Free perd sa bataille contre SFR concernant 300 000 téléphones “volés”

L’opérateur de Xavier Niel a été débouté par la Cour de cassation au terme d’une longue procédure. Son concurrent SFR a donc remporté le bras de fer judiciaire.

Free cherchait à prouver les agissements déloyaux de son concurrent dans une affaire remontant à 2018, concernant plusieurs centaines de milliers de téléphones volés. La Cour de Cassation a cependant mis un terme à ses ambitions, en rejetant sa demande.

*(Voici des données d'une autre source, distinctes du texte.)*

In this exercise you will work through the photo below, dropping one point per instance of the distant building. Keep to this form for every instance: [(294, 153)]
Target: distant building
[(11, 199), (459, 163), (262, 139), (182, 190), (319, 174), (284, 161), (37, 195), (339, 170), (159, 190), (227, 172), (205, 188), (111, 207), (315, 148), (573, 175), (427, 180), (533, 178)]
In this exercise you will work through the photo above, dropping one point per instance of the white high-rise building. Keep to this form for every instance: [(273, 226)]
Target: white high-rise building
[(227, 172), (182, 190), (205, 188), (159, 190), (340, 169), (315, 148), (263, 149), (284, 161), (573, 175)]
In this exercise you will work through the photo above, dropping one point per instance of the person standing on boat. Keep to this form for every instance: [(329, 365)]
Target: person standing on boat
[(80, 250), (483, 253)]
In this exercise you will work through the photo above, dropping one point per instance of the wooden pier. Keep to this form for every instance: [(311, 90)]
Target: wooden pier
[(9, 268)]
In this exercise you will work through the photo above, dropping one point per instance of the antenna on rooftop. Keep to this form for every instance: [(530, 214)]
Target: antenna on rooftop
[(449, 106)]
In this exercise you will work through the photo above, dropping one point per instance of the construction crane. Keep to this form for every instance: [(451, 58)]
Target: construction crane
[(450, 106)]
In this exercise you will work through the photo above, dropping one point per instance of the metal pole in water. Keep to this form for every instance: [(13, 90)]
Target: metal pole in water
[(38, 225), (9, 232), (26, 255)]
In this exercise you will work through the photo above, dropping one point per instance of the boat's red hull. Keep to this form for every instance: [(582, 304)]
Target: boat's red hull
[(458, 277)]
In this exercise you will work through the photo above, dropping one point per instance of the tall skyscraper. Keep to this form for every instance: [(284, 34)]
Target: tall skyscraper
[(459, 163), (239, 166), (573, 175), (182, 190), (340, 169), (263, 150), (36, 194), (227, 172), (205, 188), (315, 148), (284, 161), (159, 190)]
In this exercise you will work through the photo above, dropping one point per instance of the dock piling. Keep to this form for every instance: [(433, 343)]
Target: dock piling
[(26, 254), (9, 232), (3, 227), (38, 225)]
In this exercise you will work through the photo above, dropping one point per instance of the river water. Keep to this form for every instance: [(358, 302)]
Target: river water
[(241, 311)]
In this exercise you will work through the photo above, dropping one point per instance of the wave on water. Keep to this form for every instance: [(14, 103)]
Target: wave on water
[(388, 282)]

Un peu de contexte. A l’issue de la période de location d’un smartphone chez Free Mobile, plusieurs solutions s’offrent aux abonnés concernés. Soit continuer à louer son smartphone, ou encore choisir un autre terminal plus récent mais aussi payer une certaine somme en cas de manquement à l’obligation de restitution du mobile. Seul hic et comme nous vous l’avons rapporté fin octobre, un certain nombre d’abonnés n’ont pas rendu leur smartphones. Pour la première fois, l’opérateur de Xavier Niel était alors passé à l’acte, en lançant une vaste opération de blacklistage drastique, touchant 300 000 smartphones, considérés comme “volés”.

Certains de ces modèles étaient utilisés par des abonnés d’autres opérateurs et Orange et Bouygues Telecom ont accepté de bloquer ces téléphones volés à la demande de leur concurrent. SFR cependant, a commencé par bloquer les terminaux mais les aurait ensuite débloqués, fâchant l’opérateur de Xavier Niel. Celui-ci a alors demandé au tribunal de commerce le droit d’accéder à la liste des numéros de série des téléphones volés et actifs sur le réseau de son concurrent. Si la justice a approuvé la demande, SFR quant à lui à refusé et contre-attaqué sur le terrain judiciaire.

Par cette opération, Free aurait pu prouver – ou non- que l’opérateur au carré rouge s’est rendu coupable “d’agissements déloyaux“, en débloquant les appareils concernés. Cela ne se fera finalement pas : après une première tentative n’ayant pas abouti, SFR a ainsi obtenu de la Cour d’appel de Paris l’annulation de l’ordonnance initiale et a rejeté le pourvoi en cassation de Free le 14 janvier dernier.